Building multimodal generative audio systems for more immersive listening experiences.

Focus: Multi-Modal Generative AI · Speech Synthesis · Spatial Audio

I am an undergraduate student at Turing Class, Chu Kochen Honors College, Zhejiang University, majoring in Artificial Intelligence. I currently work in the Audio Research Team at Zhejiang University, under the supervision of Prof. Zhou Zhao.

My research interest lies in Multi-Modal Generative AI, with a particular focus on Speech Synthesis and Spatial Audio Generation. My work aims to build immersive auditory experiences through advanced generative modeling (e.g., Flow Matching). I have papers published or under review at top-tier venues including NeurIPS, ACM MM, and ACL.
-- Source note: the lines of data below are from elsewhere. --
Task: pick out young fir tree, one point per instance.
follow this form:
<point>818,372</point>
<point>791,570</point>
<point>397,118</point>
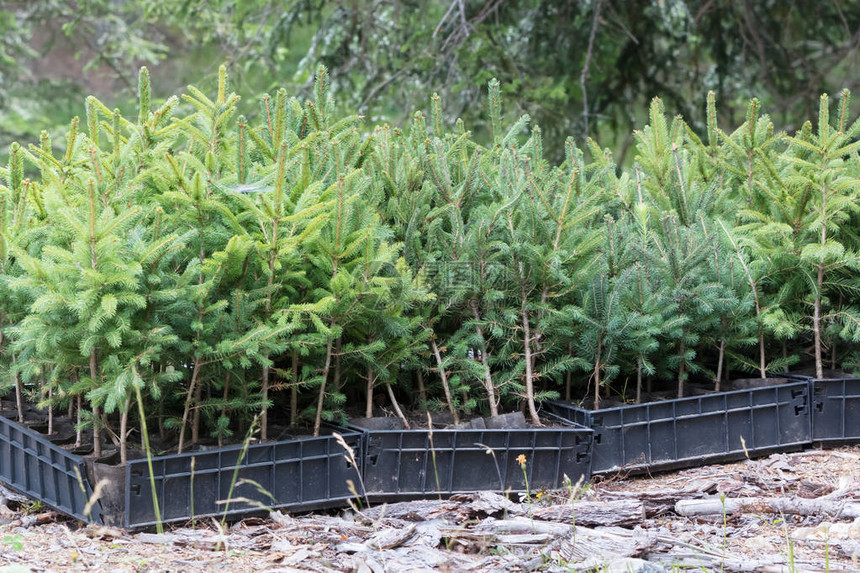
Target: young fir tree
<point>551,230</point>
<point>829,193</point>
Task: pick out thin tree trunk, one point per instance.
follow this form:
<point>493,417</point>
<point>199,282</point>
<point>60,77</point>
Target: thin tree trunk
<point>422,391</point>
<point>123,432</point>
<point>264,414</point>
<point>336,382</point>
<point>397,406</point>
<point>530,389</point>
<point>321,398</point>
<point>596,375</point>
<point>488,378</point>
<point>720,360</point>
<point>816,323</point>
<point>19,398</point>
<point>567,379</point>
<point>94,376</point>
<point>189,396</point>
<point>224,396</point>
<point>195,417</point>
<point>444,377</point>
<point>294,390</point>
<point>50,412</point>
<point>368,409</point>
<point>78,431</point>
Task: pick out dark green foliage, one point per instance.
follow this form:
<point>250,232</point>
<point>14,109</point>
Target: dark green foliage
<point>207,263</point>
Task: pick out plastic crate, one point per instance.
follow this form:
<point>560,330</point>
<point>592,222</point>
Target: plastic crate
<point>404,464</point>
<point>691,431</point>
<point>302,474</point>
<point>32,465</point>
<point>835,410</point>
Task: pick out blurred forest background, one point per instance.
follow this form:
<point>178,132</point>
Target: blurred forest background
<point>581,68</point>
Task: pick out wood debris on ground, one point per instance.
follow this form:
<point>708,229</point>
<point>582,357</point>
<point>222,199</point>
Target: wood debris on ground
<point>786,512</point>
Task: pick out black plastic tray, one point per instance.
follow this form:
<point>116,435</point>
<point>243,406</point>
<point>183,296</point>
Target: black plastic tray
<point>32,465</point>
<point>302,474</point>
<point>691,431</point>
<point>835,410</point>
<point>404,464</point>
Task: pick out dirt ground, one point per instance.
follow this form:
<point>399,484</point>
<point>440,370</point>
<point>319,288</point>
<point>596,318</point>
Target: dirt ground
<point>487,532</point>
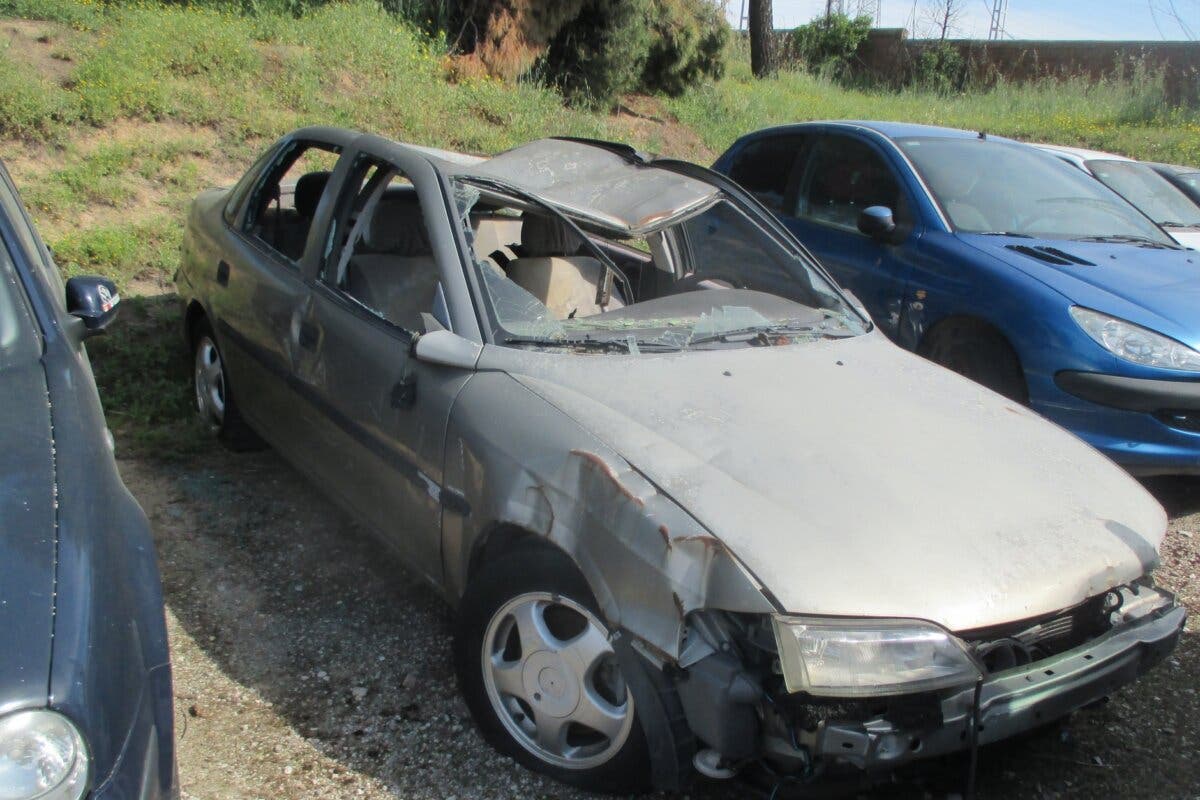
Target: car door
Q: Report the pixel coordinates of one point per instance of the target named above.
(833, 181)
(383, 413)
(261, 289)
I am always open to potential collaborations and opportunities. Feel free to reach out.

🔥 News

2026.01

🎉 Started my internship at Luna Lab（宇生月伴） as a text-to-speech model researcher.

2025.12

🎉 Submitted two papers to ACL 2026.

📝 Publications

ACL 2026 (Under Review)

CSAVocoder: A Causal Spatial Audio Vocoder Towards Real-Time Spatial Audio Generation

#Zhiyuan Zhu, #Han Wang, et al.

We introduce CSAVocoder, a strictly causal streaming neural vocoder. It features a Spatial Adaptor to fuse pose information and a Spatial Consistency Discriminator to explicitly supervise inter-channel phase and level differences.
The model achieves high-fidelity waveform reconstruction while preserving precise spatial rendering, all within a constant memory overhead suitable for real-time streaming.

ACL 2026 (Under Review)

Comprehensive Benchmarking of Long-Form Speech Generation in Diverse Scenarios

#Changhao Pan, #Rui Yang, #Han Wang, et al.
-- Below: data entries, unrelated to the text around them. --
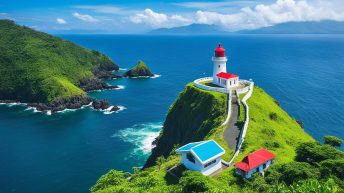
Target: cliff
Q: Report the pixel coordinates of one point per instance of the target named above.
(301, 163)
(36, 67)
(140, 70)
(190, 118)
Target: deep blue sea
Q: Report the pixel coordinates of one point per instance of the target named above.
(69, 151)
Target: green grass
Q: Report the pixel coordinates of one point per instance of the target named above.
(38, 67)
(209, 83)
(281, 136)
(262, 132)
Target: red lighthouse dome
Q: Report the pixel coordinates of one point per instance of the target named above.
(220, 51)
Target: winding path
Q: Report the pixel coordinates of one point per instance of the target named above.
(232, 132)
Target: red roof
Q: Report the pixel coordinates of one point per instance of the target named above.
(220, 51)
(226, 75)
(255, 159)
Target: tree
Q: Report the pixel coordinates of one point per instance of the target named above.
(295, 171)
(310, 185)
(333, 141)
(312, 152)
(159, 161)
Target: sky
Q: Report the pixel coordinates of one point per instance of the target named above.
(139, 16)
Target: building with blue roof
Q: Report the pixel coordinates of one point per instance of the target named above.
(203, 156)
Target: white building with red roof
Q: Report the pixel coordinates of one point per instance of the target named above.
(220, 75)
(257, 161)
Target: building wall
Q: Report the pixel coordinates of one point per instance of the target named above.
(212, 168)
(197, 166)
(218, 66)
(260, 169)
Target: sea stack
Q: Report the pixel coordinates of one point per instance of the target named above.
(140, 70)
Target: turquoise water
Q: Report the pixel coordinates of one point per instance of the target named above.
(67, 152)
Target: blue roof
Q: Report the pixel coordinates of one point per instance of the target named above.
(188, 147)
(204, 151)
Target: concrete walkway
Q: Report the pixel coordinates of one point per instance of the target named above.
(232, 132)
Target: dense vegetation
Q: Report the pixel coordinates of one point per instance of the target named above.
(301, 165)
(141, 69)
(37, 67)
(192, 116)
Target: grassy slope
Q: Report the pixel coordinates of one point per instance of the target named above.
(194, 115)
(262, 132)
(37, 67)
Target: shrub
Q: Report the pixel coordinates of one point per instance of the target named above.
(195, 182)
(295, 171)
(332, 140)
(112, 178)
(334, 167)
(312, 152)
(273, 116)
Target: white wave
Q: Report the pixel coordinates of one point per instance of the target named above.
(141, 136)
(120, 87)
(108, 112)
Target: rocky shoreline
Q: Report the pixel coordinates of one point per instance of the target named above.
(77, 102)
(73, 103)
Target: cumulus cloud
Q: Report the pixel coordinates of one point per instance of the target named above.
(157, 20)
(87, 18)
(110, 9)
(61, 21)
(281, 11)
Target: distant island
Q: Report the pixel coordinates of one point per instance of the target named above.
(223, 134)
(49, 73)
(316, 27)
(140, 70)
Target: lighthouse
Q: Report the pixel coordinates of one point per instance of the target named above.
(220, 75)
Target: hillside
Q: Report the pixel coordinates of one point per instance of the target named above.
(140, 70)
(196, 115)
(36, 67)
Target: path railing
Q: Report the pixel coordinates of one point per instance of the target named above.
(244, 129)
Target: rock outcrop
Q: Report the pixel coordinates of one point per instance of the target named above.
(140, 70)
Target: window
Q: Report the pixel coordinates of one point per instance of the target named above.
(210, 163)
(190, 157)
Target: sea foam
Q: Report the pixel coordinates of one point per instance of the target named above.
(141, 136)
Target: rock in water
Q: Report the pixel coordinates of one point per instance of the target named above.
(140, 70)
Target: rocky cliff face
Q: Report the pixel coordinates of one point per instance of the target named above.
(141, 69)
(190, 118)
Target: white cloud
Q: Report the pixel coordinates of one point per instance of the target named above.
(110, 9)
(85, 17)
(61, 21)
(281, 11)
(219, 4)
(157, 20)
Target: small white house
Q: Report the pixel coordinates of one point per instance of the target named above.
(257, 161)
(203, 156)
(227, 80)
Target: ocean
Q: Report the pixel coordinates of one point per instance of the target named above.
(69, 151)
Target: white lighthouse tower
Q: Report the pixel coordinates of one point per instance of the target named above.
(220, 63)
(220, 75)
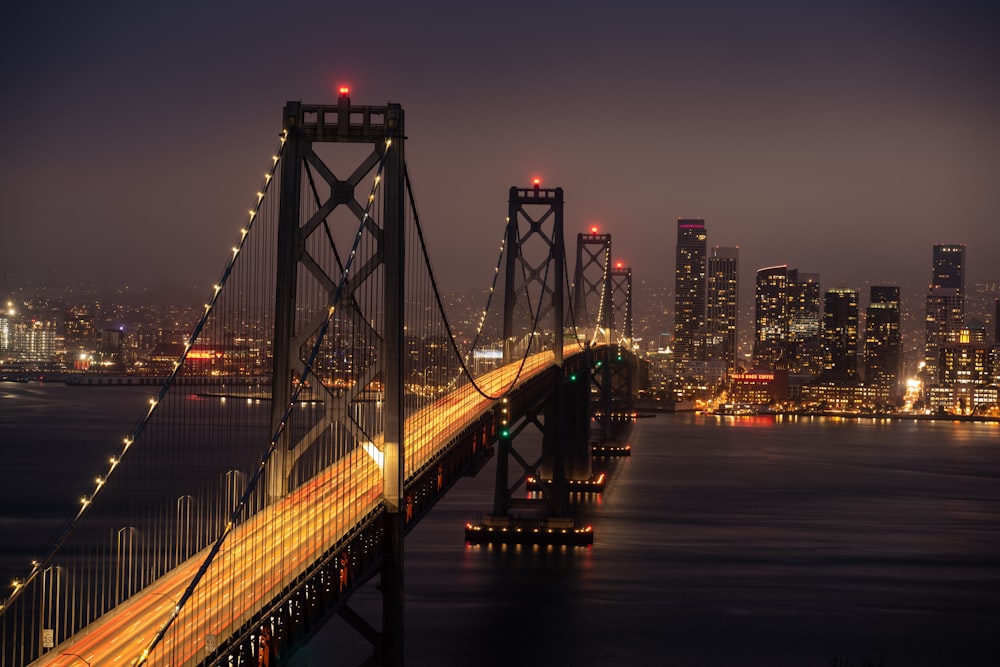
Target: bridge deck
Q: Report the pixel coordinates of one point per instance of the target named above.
(270, 550)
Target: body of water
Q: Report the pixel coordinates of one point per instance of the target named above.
(721, 541)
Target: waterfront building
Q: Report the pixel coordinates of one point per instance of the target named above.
(771, 318)
(945, 311)
(840, 334)
(689, 295)
(883, 342)
(721, 310)
(805, 350)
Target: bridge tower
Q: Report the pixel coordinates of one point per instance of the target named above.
(592, 310)
(557, 404)
(309, 262)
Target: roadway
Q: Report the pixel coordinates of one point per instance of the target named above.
(268, 551)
We propose LFS-Bench, a standardized benchmark decomposing “long-form quality” into acoustics, semantics, and expressiveness. It includes 1,101 samples spanning 17 diverse scenarios (e.g., dialogues, audiobooks).
Our extensive experiments reveal that current SOTA models still struggle significantly with consistency and hierarchy in highly expressive scenarios compared to real recordings.

[A Multimodal Evaluation Framework for Spatial Audio Playback Systems: From Localization to Listener Preference]

Changhao Pan, Wenxiang Guo, Yu Zhang, Zhiyuan Zhu, Zhetao Chen, Han Wang, Zhou Zhao ACM MM 2025

[MRSAudio: A Large-Scale Multimodal Recorded Spatial Audio Dataset with Refined Annotations]

Wenxiang Guo, Changhao Pan, Zhiyuan Zhu, Xintong Hu, Yu Zhang, Li Tang, Rui Yang, Han Wang, et al. NeurIPS 2025

🎖 Honors and Awards

2024 First-class Scholarship in Zhejiang University
2025 Second-class Scholarship in Zhejiang University
2025 National Student Research Training Program

📖 Education

2023.08 - Present Undergraduate, Chu Kochen Honors College, Zhejiang University

💻 Internships

2024.04 – 2025.12 Research Assistant, Audio Research Team, Zhejiang University.
Under the supervision of Prof. Zhou Zhao.
2026.01 – Present MLE Intern (TTS), VUI Lab, Hangzhou.
Mentored by Mengxiao Bi; under the supervision of Prof. Yanmin Qian.